Evelyn Statsinger, “State of Flux” (1987), oil on linen, 36 × 50 inches

The major reason that Statsinger’s work is not better known in New York is because of the city’s long antipathy toward Surrealism, particularly work that ignored Cubism and/or was overtly figurative. More importantly, as Sandra Zalman brilliantly argues in Consuming Surrealism in American Culture (2015), authorities such as William Rubin, chief curator of painting and sculpture at the Museum of Modern Art for more than 20 years, wanted to make Surrealism fit their narrative of modern art and its emphasis on formalist aesthetics. The importance of Cubism, the grid, and allover composition that so many New York art world experts routinely emphasized prevented them from considering the work of Statsinger and so many others. I think it is for these same reasons that few critics discuss the importance of Japanese art to Statsinger’s compositions. 

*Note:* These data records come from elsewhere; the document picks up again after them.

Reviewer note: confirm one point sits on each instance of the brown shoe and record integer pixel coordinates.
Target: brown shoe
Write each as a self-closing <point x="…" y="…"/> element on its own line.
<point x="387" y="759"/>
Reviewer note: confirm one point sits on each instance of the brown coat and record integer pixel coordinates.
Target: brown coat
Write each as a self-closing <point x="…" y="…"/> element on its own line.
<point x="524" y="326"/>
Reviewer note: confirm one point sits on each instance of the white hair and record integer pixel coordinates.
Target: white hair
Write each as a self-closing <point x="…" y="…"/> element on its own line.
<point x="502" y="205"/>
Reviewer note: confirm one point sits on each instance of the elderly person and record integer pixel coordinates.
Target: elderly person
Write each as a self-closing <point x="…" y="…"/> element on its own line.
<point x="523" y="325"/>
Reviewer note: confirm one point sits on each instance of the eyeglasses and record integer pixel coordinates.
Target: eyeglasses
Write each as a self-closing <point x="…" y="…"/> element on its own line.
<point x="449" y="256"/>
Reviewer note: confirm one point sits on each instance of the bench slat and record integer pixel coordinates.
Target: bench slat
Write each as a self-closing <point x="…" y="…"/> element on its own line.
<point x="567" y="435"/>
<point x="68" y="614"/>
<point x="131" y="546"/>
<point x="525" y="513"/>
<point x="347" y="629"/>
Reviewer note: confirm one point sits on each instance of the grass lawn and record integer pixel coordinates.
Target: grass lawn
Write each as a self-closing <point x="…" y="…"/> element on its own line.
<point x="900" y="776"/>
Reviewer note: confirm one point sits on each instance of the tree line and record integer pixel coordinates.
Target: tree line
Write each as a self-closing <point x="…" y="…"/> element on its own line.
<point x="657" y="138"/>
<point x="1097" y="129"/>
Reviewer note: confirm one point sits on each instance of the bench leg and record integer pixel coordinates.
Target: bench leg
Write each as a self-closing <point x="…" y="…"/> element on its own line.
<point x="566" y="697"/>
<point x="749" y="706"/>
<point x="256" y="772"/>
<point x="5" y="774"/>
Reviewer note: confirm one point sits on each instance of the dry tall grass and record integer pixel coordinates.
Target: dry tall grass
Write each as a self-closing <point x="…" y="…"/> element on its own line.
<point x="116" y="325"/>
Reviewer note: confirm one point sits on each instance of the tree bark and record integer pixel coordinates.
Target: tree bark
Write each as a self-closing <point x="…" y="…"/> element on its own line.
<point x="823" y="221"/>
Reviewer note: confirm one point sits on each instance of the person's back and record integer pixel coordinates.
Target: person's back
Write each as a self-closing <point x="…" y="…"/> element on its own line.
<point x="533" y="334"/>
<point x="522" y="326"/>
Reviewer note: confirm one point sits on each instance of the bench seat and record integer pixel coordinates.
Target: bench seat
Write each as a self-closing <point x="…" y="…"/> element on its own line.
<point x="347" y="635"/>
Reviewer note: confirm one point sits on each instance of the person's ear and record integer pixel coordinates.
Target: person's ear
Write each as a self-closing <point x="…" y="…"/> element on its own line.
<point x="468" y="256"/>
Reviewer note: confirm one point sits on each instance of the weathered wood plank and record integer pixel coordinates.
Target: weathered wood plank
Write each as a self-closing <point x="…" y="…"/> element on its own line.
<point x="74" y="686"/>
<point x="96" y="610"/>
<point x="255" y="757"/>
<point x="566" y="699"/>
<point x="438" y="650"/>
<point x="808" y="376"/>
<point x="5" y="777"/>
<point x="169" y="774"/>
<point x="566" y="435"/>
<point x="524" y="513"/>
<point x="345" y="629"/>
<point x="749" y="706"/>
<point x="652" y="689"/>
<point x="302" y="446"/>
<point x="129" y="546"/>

Statsinger did not appropriate from Japanese art; she absorbed aspects of how Japanese woodblock artists structured space — the shifts in scale and the compressions of near and far they were able to attain in their views. She also soaked up and modified the juxtapositions of pattern and texture without regard to perspective, and how many different patterns and textures could be incorporated within a print. The primary difference between the space in a Japanese print and what we often encounter in Statsinger’s paintings is that the former opens out to Mount Fuji or some other landmark in the distance, whereas the layered space in the latter often feels claustrophobic.  

Evelyn Statsinger, “Shiftings” (1983), graphite, pastel and colored pencil on paper, 19 1⁄4 × 19 1⁄4 inches

In “Forest Gift” (1987), one of the exhibition’s most simple and figural paintings, Statsinger uses a dry brush to apply the greens and oranges that dominate it, the nub of the canvas peering through. While the centrally placed, volumetric form in the shape of almond suggests a space, everything else contradicts that reading, as patterns and leaf-like shapes are coextensive with the picture plane. Statsinger abuts and disrupts distinct forms, patterns, and shapes to arrive at incongruities. Her visual conundrums are what set her work apart from that of others. Yet they do not strike this viewer as arbitrary.    

What are we looking at in “Central Forces” (1985) and “State of Flux” (1987)? The titles suggest conditions and change rather than things and stability. While Statsinger’s work brings to mind organic and inorganic specimens seen under a microscope and aerial views, we cannot tell what is benign or malignant, growing or deteriorating. The artist’s recurring use of greens, browns, reds, and oranges suggests nature as the source, but the compositions and forms are not necessarily decipherable. The spatial compression is unsettling and cramped. The cropped edges underscore our inability to get a larger, more comprehensive view. Our thwarted attempts to name and place what we see in a category hints at the multiplicity and endlessness of reality. We tend to think of infinity in expansive terms. Statsinger suggests that the opposite is also true, that the layers of visibility each thing embodies is incessant. That vision of the natural world is unlike that of any other postwar artist.  

Evelyn Statsinger, “Rural Flight” (1987), oil on linen, 40 1⁄8 × 32 1⁄8 inches

Evelyn Statsinger: Currents continues at GRAY New York gallery (1018 Madison Avenue, 2nd Floor, Upper East Side, Manhattan) through June 18. The exhibition was curated by Dan Nadel.